A Foreign Ministry spokesman said the proposed pipeline had been discussed during official U.S.-Israeli contacts and was brought to the attention of all the relevant ministers in the Israeli Cabinet.

The spokesman said that Israel had agreed not to interfere with the project. He said the ministers had discussed a U.S. request for guarantees, but no conclusions were reached on that point.

In Washington, special prosecutor James McKay, who has been investigating the attorney general, reportedly told the White House on Friday that Meese played an important role in the $1.1 billion pipeline in which a close friend of his, E. Robert Wallach, had a financial interest.

Wallach was indicted on racketeering charges by a federal grand jury in December in a case involving the Wedtech Corp.

The 800-mile pipeline, never built, was intended to carry Iraqi oil to the Jordanian port of Aqaba, on the Red Sea, for shipment overseas. The idea was to bypass the Persian Gulf, where Iraq and Iran are locked in war. Syria, an ally of Iran, shut down Iraq’s pipeline through its territory to the Mediterranean in 1982.

The Bechtel Corp., a San Francisco-based engineering services company that has undertaken many construction projects in the Middle East over the years, discussed the pipeline with Iraqi and Jordanian officials in 1984. The two Arab countries wanted guarantees that Israel would not sabotage the oil conduit, which would have passed close to its territory.

CLOSE TIES TO PERES

Bechtel enlisted Bruce Rappaport, described as a Swiss businessman, as a partner. Ostensibly, Rappaport had close personal relations with Shimon Peres, leader of Israel’s Labor Party, who was prime minister in 1985 and is now foreign minister.

According to special prosecutor McKay, Meese was aware of plans, never consummated, to make payments to the Labor Party in exchange for Israel’s approval of the project. Such payments would violate U.S. law against bribing foreign officials.

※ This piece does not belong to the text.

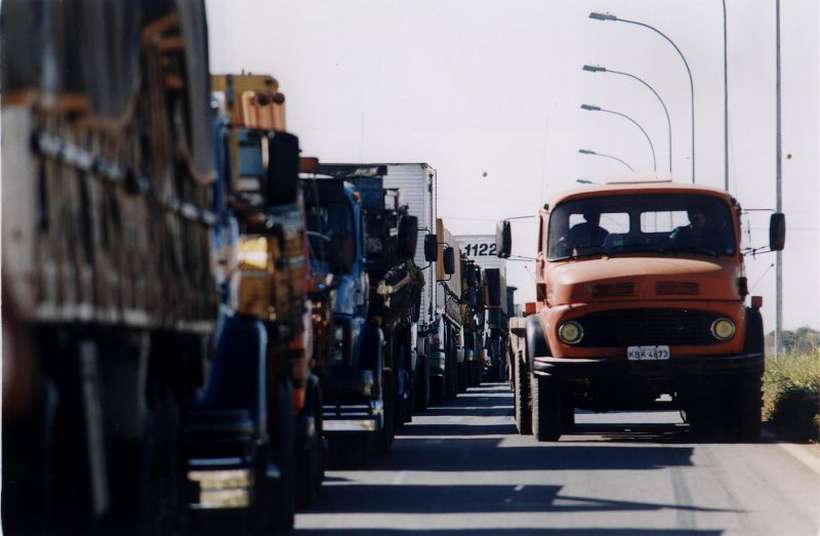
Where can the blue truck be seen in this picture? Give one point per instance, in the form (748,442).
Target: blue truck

Rappaport, in an Israel Radio interview Sunday night, dismissed the allegation of intended bribery as a ridiculous, unfounded canard. He said he has known Peres for 45 years and the Labor Party leader would have “thrown anyone out of his room” who proposed an impropriety.

Rappaport said there had been no discussion in the United States of any favors or benefits to the Israeli government, to a political party or to any individual minister.